La tappa romana si è svolta nella Galleria Alberto Sordi il 12 giugno, all’interno della campagna nazionale di Coop denominata “Close the Gap”. L’evento ha voluto mettere in relazione il tema della salute mentale con le disuguaglianze di genere, evidenziando come l’accesso alle cure influisca in modo diverso su uomini e donne.
Perché questa proposta conta ora: l’aumento delle richieste di supporto psicologico negli ultimi anni ha messo in luce limiti organizzativi del sistema sanitario e una domanda di prevenzione che spesso resta insoddisfatta. Spostare l’asse su servizi pubblici diffusi significa puntare sulla riduzione dei fattori di rischio e sul sollievo per chi già fatica ad accedere alle cure.
Implicazioni pratiche e ostacoli
Realizzare una rete pubblica comporta sfide concrete: finanziamento stabile, coordinamento tra servizi sanitari ed educativi, definizione dei profili professionali e percorsi di formazione adeguati.

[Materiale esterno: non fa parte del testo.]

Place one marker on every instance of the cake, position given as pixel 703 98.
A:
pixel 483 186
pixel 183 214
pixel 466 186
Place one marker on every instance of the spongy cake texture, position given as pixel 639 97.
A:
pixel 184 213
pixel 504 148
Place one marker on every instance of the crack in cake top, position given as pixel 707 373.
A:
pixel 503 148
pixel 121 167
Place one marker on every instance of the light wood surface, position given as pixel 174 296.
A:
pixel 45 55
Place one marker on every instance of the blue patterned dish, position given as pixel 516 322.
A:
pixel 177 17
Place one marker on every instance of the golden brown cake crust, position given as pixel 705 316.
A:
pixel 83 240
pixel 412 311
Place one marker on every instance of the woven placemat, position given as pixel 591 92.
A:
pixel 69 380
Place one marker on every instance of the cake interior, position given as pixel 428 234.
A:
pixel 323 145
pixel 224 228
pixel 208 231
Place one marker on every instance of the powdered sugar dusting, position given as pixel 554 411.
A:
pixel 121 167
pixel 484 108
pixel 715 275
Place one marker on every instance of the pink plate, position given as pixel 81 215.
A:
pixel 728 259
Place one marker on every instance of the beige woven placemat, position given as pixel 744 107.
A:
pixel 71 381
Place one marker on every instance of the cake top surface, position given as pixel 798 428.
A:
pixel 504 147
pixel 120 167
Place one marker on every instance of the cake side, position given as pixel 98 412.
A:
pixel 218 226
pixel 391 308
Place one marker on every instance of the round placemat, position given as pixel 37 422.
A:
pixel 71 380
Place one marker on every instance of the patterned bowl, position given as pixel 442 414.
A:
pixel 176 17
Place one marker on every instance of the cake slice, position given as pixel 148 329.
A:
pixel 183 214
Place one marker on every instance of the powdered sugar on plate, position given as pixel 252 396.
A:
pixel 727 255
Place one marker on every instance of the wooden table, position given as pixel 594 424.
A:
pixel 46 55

Senza questi elementi, avvertono gli esperti, il rischio è di generare aspettative non sostenibili.
Allo stesso tempo, l’iniziativa apre un dibattito utile: quale peso dare alla prevenzione rispetto alla cura? Come assicurare omogeneità territoriale? E soprattutto, come trasformare una raccolta firme in provvedimento effettivo? Sono domande che la campagna intende portare nelle istituzioni, chiedendo risposte concrete.
Il fronte organizzativo del comitato promotore ora punta a consolidare la base di adesioni e a definire passaggi normativi chiari: il successo della proposta dipenderà tanto dalla capacità di raccogliere consensi quanto dalla disponibilità delle istituzioni a tradurre l’idea in politiche pubbliche strutturate.